The serialisation cost of translating data representations between python and C (or whatever compiled language you're using) is notable. Instead of having the compiled code sit in the centre of a hot loop, it's significantly better to have the loop in the compiled code and call it once

https://pythonspeed.com/articles/python-extension-performanc...

KeplerBoy

The key is to move the entire loop to a compiled language instead of just the inner operation.

dgan

they are specifically slow. there was a project which measured FFI cost in different languages, and python is awfully bad

mrkeen

I didn't read with 100% focus, but this lwn account of the talk seemed to confirm those myths instead of debunking.

postexitus

A more careful reading of the article is required.

The first myth is "Python is not slow" - it is debunked, it is slow.
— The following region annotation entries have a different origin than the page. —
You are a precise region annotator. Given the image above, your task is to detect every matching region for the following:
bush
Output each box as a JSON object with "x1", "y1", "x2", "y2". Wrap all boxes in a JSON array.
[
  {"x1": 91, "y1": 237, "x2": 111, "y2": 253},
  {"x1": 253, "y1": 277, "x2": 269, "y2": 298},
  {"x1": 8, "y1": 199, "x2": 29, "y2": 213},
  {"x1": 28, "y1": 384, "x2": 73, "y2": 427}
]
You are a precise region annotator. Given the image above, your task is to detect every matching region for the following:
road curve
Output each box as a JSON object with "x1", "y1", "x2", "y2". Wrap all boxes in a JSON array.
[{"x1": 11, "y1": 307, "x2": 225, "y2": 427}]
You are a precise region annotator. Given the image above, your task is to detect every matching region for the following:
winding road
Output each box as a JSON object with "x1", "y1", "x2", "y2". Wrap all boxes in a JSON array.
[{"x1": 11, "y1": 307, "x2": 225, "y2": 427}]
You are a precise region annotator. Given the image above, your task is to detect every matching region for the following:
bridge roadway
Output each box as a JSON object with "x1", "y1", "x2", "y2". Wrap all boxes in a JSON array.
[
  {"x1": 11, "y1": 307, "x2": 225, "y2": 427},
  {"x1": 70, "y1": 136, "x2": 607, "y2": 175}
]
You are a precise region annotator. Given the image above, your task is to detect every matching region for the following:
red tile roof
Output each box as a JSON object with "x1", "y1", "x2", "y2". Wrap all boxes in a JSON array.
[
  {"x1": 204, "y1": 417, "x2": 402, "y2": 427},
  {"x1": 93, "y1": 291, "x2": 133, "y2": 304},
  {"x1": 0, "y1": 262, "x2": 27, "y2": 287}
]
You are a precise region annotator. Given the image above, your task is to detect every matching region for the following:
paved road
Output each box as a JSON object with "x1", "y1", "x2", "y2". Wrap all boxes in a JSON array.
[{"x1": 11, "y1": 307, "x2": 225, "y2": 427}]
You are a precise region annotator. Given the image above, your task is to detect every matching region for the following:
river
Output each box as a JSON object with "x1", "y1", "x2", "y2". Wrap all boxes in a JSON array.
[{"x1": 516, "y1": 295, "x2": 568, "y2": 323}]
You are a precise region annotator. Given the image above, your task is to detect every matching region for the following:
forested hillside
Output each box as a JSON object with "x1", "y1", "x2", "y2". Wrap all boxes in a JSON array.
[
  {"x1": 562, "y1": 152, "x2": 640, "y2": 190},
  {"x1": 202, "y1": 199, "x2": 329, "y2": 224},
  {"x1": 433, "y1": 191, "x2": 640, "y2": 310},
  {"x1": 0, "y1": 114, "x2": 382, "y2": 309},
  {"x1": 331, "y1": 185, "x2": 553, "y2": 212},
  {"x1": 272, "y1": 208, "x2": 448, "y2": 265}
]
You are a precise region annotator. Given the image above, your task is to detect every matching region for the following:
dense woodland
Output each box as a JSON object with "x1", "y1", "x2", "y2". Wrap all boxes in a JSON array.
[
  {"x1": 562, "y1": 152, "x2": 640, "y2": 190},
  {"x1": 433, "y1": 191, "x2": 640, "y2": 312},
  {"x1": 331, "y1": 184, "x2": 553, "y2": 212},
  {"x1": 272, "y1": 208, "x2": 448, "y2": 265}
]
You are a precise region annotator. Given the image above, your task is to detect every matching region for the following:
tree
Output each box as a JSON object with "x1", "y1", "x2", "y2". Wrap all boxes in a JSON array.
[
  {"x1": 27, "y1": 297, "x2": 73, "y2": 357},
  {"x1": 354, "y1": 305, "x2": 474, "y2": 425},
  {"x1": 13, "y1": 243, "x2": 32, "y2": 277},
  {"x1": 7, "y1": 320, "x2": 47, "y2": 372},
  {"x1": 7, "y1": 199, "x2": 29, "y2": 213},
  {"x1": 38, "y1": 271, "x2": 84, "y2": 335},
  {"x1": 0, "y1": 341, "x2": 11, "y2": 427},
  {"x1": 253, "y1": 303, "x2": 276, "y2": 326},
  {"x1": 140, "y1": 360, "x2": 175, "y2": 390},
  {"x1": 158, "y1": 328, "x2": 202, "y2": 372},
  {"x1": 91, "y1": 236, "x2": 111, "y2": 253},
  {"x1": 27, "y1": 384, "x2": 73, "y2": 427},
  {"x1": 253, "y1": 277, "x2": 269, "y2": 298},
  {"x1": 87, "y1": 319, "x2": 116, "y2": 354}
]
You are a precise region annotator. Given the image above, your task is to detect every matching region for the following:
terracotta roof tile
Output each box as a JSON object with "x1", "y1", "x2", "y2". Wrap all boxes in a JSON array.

The second myth is ""it's just a glue language / you just need to rewrite the hot parts in C/C++" - it is debunked, just rewriting stuff in C/Rust does not help.

The third myth is " Python is slow because it is interpreted" - it is debunked, it is not slow only because it is interpreted.

diegocg

Yep, for me it confirms all the reasons why I think python is slow and not a good language for anything that goes beyond a script. I work with it everyday, and I have learned that I can't even trust tooling such as mypy because it's full of corner cases - turns out that not having a clear type design in a language is not something that can be fundamentally fixed by external tools. Tests are the only thing that can make me trust code written in this language

teo_zero

I don't know Python so well as to propose any meaningful contribution, but it seems to me that most issues would be mitigated by a sort of "final" statement or qualifier, that prohibits any further changes to the underlying data structure, thus enabling all the nice optimizations, tricks and shortcuts that compilers and interpreters can't afford when data is allowed to change shape under their feet.

quantumspandex

So we are paying 99% of the performance just for the 1% of cases where it's nice to code in.

Why do people think it's a good trade-off?

Krssst

Performance is worthless if the code isn't correct. It's easier to write correct code reasonably quickly in Python in simple cases (integers don't overflow like in C, don't wrap around like in C#, no absurd implicit conversions like in other scripting languages).

Also you don't need code to be fast a lot of the time. If you just need some number crunching that is occasionally run by a human, taking a whole second is fine. Pretty good replacement for shell scripting too.

nromiun

Because it's nice to code in. Not everything needs to scale or be fast.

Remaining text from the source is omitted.